London was chosen as the location for the study because economic inequality is particularly pronounced and plainly visible in the capital.
There was a considerable degree of consensus across participants from different income groups. They identified five levels of progressively higher living standards. The levels were not seen as equally spaced. These were:
E - Super rich
D - Wealthy
C - (Securely) comfortable
B - Surviving comfortably
A - Minimum socially acceptable standard of living
- The perceived advantages of having wealth and a high income were not just material, but also related to intangible aspects such as security (financial and sometimes physical), freedom (including freedom from worry, choice over how to use your time, and where to live, shop and take your leisure), as well as positive aspects of power and influence (such as the ability to help family, or to be charitable).
- Some participants were uncomfortable with current levels of economic inequality, but there was no general support for the idea that any specific level of wealth was wrong, superfluous or problematic.
- Attitudes towards rich people were nuanced and took into consideration how they got their money, how they spent it, and whether they were using it for the good of others (for example, through philanthropy or creating jobs). This points to emerging narratives of the deserving and undeserving rich.
- Positive attitudes towards aspiring to be rich were associated with a strong belief in meritocracy, and with the perception that seeking security through wealth was a legitimate way to protect oneself and one’s family in an uncertain world.
- Potential social, democratic and environmental harms to society from concentrations of wealth were acknowledged by participants but they set these against potential benefits. Moreover the status quo was widely regarded as inevitable: the rich will always be with us, and they are the ones who make the rules.
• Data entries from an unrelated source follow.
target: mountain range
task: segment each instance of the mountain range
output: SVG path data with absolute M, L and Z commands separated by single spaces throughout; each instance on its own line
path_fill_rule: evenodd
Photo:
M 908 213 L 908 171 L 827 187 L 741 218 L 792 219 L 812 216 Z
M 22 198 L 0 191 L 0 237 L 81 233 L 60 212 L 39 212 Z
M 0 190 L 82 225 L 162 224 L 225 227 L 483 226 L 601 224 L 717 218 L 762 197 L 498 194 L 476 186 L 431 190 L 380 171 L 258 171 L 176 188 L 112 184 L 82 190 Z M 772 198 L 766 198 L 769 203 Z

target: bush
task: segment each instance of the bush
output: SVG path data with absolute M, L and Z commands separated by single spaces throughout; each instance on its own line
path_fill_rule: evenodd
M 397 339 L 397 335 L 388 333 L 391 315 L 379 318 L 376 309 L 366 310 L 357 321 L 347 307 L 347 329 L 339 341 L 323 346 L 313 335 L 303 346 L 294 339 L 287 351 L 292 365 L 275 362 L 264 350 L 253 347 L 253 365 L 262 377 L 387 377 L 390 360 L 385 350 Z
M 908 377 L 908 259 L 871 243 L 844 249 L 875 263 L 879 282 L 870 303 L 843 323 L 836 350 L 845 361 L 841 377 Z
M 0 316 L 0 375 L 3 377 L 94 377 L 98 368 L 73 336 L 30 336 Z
While the groups in our research were able to find a broad consensus on standards of living well above the minimum, including the wealthy at the top and the super rich at the very top, they found it much harder to identify and agree on a point beyond which greater resources could be considered excessive.
This may reflect people’s current perceptions of precariousness, particularly relating to incomes, employment, housing and health. Wealth was discussed as providing protection against risk and unpredictable changes in circumstances while optimising opportunities and choices. There was little sense that having more would cease to make a noticeable difference at some point, particularly in terms of intangible aspects such as freedom and security. However, people did agree that having great wealth (and often power and influence as well) is a great responsibility and that it is important that those who are more fortunate should be prepared to use at least some of their money for the good of others in society. Understanding these multiple dimensions of attitudes towards wealth and riches is crucial for developing policies that work with the grain of the aspirations and perceptions of members of the general public.